Background: Although the application of low-energy
extracorporeal shock waves to treat musculoskeletal disorders is
controversial, there has been some limited, short-term evidence
of its effectiveness for the treatment of chronic plantar fasciitis.
Methods: From 1993 to 1995, a prospective, two-tailed,
randomized, controlled, observer-blinded pilot trial was performed
to assess whether three applications of 1000 impulses of low-energy
shock waves (Group I) led to a superior clinical outcome when compared
with three applications of ten impulses of low-energy shock waves
(Group II) in patients with intractable plantar heel pain. The sample
size was 112. The main outcome measure was patient satisfaction
according to a four-step score (excellent, good, acceptable, and
poor) at six months. Secondary outcome measures were patient satisfaction
according to the four-step score at five years and the severity
of pain on manual pressure, at night, and at rest as well as the
ability to walk without pain at six months and five years.
Results: At six months, the rate of good and excellent
outcomes according to the four-step score was significantly (47%)
better (p < 0.0001) in Group I than in Group II. As assessed
on a visual analog scale, the score for pain caused by manual pressure
at six months had decreased to 19 points, from 77 points before
treatment, in Group I, whereas in Group II the ratings before treatment
and at six months were 79 and 77 points (p < 0.0001 for
the difference between groups). In Group I, twenty-five of forty-nine
patients were able to walk completely without pain at six months
compared with zero of forty-eight patients in Group II (p < 0.0001).
By five years, the difference in the rates of good and excellent
outcomes according to the four-step score was only 11% in
favor of Group I (p = 0.071) because of a high rate of
good and excellent results from subsequent surgery in Group II;
the score for pain caused by manual pressure had decreased to 9
points in Group I and to 29 points in Group II (p = 0.0006
for the difference between groups). At five years, five (13%)

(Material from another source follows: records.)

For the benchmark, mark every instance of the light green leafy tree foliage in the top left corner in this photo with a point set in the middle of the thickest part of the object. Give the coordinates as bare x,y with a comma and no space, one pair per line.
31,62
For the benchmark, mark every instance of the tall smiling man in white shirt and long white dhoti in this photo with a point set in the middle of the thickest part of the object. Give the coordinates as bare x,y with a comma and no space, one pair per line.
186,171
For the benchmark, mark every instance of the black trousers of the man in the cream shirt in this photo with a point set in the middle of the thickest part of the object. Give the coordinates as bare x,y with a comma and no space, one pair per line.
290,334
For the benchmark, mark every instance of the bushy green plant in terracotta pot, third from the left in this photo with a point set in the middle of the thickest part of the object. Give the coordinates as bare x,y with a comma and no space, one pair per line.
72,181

of thirty-eight patients in Group I had undergone an operation of
the heel compared with twenty-three (58%) of forty patients
in Group II (p < 0.0001).
Conclusions: Three treatments with 1000 impulses
of low-energy shock waves appear to be an effective therapy for
plantar fasciitis and may help the patient to avoid surgery for
recalcitrant heel pain. In contrast, three applications of ten impulses
did not improve symptoms substantially.